Keberhasilan Rizal Ramli dalam mengendalikan harga beras sebenarnya bukan rocket science. Ekonom yang terkenal dengan jurus "Rajawali Ngepret dan Rajawali Bangkit" ini memandang komoditas beras seperti valuta asing, sehingga bila ada yang mau berspekulasi harus segera ditangani. Namun, stok beras yang dimiliki Bulog perlu benar-benar diperkuat dalam rangka melawan para pedagang yang menahan komoditas tersebut untuk mendapatkan keuntungan lebih besar.

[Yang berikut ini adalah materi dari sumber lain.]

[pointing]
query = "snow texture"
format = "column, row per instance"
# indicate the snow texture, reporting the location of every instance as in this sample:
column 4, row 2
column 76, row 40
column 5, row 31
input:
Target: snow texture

Nah, untuk memenuhi persediaan beras di Bulog, langkah ini harus disertai dengan kebijakan Menteri Pertanian yang memastikan ketersediaan pupuk dan bibit murah bagi para petani. Dengan demikian, produksi gabah melimpah ruah, dan pemerintah tak perlu lagi impor beras yang hanya menguntungkan petani di luar negeri.
Faktanya, saat pemerintahan Gus Dur harga beras relatif stabil selama dua tahun sehingga pada jangka waktu tersebut dapat dilalui tanpa impor.
Strategi yang Tak EfektifBulog memang telah melakukan upaya untuk menstabilkan harga beras melalui operasi pasar. Namun, mengapa terkesan gagal? Apakah benar strategi yang dilakukan sesuai dengan langkah yang pernah dilakukan Rizal Ramli?
Bila kita tilik lagi lebih dalam, ternyata ada tiga penyebabnya. Pertama, volumenya masih sedikit. Misalnya, di Jakarta hanya kebagian 10.700 ton. Jumlah tersebut sebenarnya tak cukup untuk menambal defisit persediaan di Pasar Induk Beras Cipinang. Sebab, stok harian di sana 14 ribu ton, jauh di bawah angka normal yang sebesar 30 ribu ton per hari.
Memang, harus diakui bahwa stok beras pemerintah tak cukup untuk melawan para spekulan. Untuk menambah cadangan, Bulog mengimpor 500 ribu ton beras dari Pakistan, Vietnam, dan Thailand.
Kedua, operasi pasar yang dilakukan Bulog ditengarai tidak tepat sasaran. Contohnya, tiga dari empat provinsi penerima terbanyak merupakan daerah surplus beras, yaitu, Jawa Tengah, Jawa Barat, dan Sulawesi Selatan. Contohnya, Sulawesi Selatan yang memiliki kelebihan stok 2 juta ton, malah diberi 152 ton cadangan beras pemerintah pada tahun lalu.
Penyebab ketiga adalah mekanisme operasi pasar yang dilakukan Bulog kurang tepat. Cara Bulog melepas stok beras justru ke pedagang-pedagang besar, bukan ke masyarakat secara langsung. Dampaknya, pedagang besar nantinya akan menjual kembali ke pedagang kecil sebelum bisa dibeli masyarakat.
Operasi pasar dengan cara mengguyur beras ke pedagang besar agar harga beras bisa turun sebenarnya cara berpikir yang salah. Tak mungkin masyarakat dapat membeli beras sesuai dengan harga eceran tertinggi Rp 9.450 per kilogram di saat pedagang besar melabeli beras yang mereka beli dari Bulog Rp 9.500 per kilogram ke pengecer. Buktinya, masyarakat tetap saja membeli beras medium Rp12.941 per kilogram.
Mengutip pernyataan Rizal Ramli, "Untuk menjadi Kepala Bulog harus memiliki mental yang kuat dan berani untuk menggertak." Kunci dari persoalan perberasan yang terjadi hari ini, maka dibutuhkan karakter buas dari seorang Buwas.